Audit of factors associated with the intactness of central venous catheter exit site dressings for northern Australian haemodialysis patients
Hughes, K., Gardner, A. & McArdle, J. (2011). Audit of factors associated with the intactness of central venous catheter exit site dressings for northern Australian haemodialysis patients. Renal Society of Australasia Journal,7(3), 108-114. Retrieved from https://search.proquest.com/docview/1220468251?accountid=8194
Background: For people receiving haemodialysis (HD) via a central venous catheter (CVC), a secure dressing is essential to protect the exit site from infection and to stabilise the catheter. A literature review identified the lack of evidence to support the use of any one dressing type in a tropical setting. Renal nurses rely on clinical experience to select the dressing most suitable for the humid conditions in which renal out-patients often live and work.

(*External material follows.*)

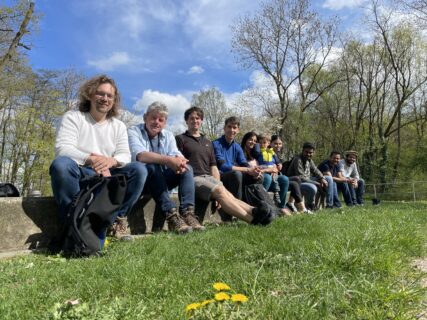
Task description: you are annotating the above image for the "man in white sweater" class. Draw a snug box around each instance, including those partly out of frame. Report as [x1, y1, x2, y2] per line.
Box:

Aim: To determine the percentage of opaque dressings currently used for CVC exit sites that remained intact between dialysis episodes, and to explore whether altered dressing integrity is associated with specific demographic or clinical characteristics.
Method: A prospective, observational design was used to audit the CVC exit sites of 34 patients at each dialysis presentation over a four-week period. Information about intactness of dressings in relationship to position and type of catheter and assessment of exit sites was collected. Demographics included age, home town and ethnicity.
Results: Of 273 presentations, 107 (39.2%) did not have a fully intact dressing. Non-intact dressings were associated with: position of catheter; presence of sutures; having a wet dressing; and permanent residence greater than 150 kilometres from the dialysis centre. During the four-week audit, five patients developed significant new exit site infections.
Conclusion: The high number of non-intact dressings indicates that further review of clinical practices and dressings used in the tropics is warranted. These findings have informed the design for a randomised controlled trial to compare dressing types.